“Acerra è ancora una volta la città simbolo del fallimento delle politiche ambientali in Campania”. Lo dichiara l’onorevole Carmela Auriemma, deputata del Movimento 5 Stelle, commentando i dati del rapporto Mal’Aria di città 2025 di Legambiente. “Con 86 giorni di superamento del limite di PM10 nella centralina della Zona Industriale e 54 giorni in quella della Scuola Caporale, Acerra si conferma in testa alla classifica delle città fuorilegge. Numeri drammatici che conosciamo bene e denunciamo dal 2017 quando come Movimento 5 stelle, portammo in consiglio comunale emendamenti e proposte concrete sulla qualità d’aria: qui non siamo di fronte a episodi occasionali, ma ad un’emergenza cronica”.

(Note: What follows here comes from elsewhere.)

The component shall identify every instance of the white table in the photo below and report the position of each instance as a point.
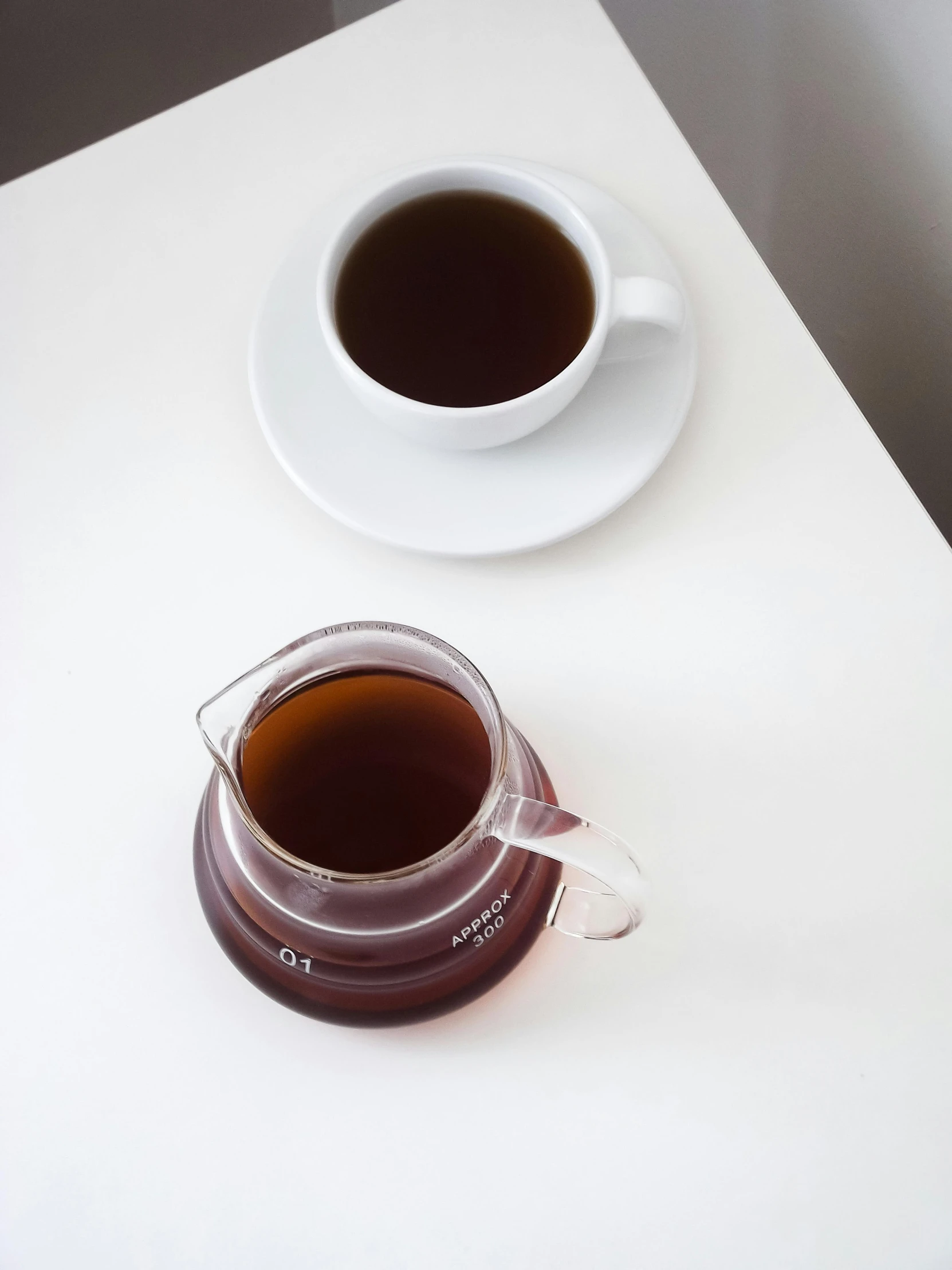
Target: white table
(747, 671)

“Da anni – continua – Acerra e l’area nord di Napoli pagano un prezzo altissimo in termini di salute pubblica. È inaccettabile che famiglie, bambini e anziani continuino a vivere in un territorio esposto quotidianamente a livelli di inquinamento oltre i limiti di legge, senza risposte adeguate da parte delle istituzioni”.
Auriemma ricorda l’impegno già portato avanti sul piano nazionale: “Ho già coinvolto il Ministero della Salute affinché venga riconosciuta la gravità della situazione e vengano attivati strumenti straordinari di monitoraggio e prevenzione. L’inquinamento atmosferico ad Acerra non è un problema locale, ma una questione di salute pubblica nazionale”.
“Ora è necessario un intervento deciso anche sul piano regionale – conclude – Solleciterò la futura giunta della Regione Campania, affinché Acerra diventi una priorità assoluta dell’azione di governo regionale, con misure concrete e immediate. Servono controlli stringenti sulle fonti inquinanti, un piano serio per la riduzione delle emissioni industriali e del traffico e soprattutto la tutela della salute dei cittadini. Acerra non può più essere sacrificata”.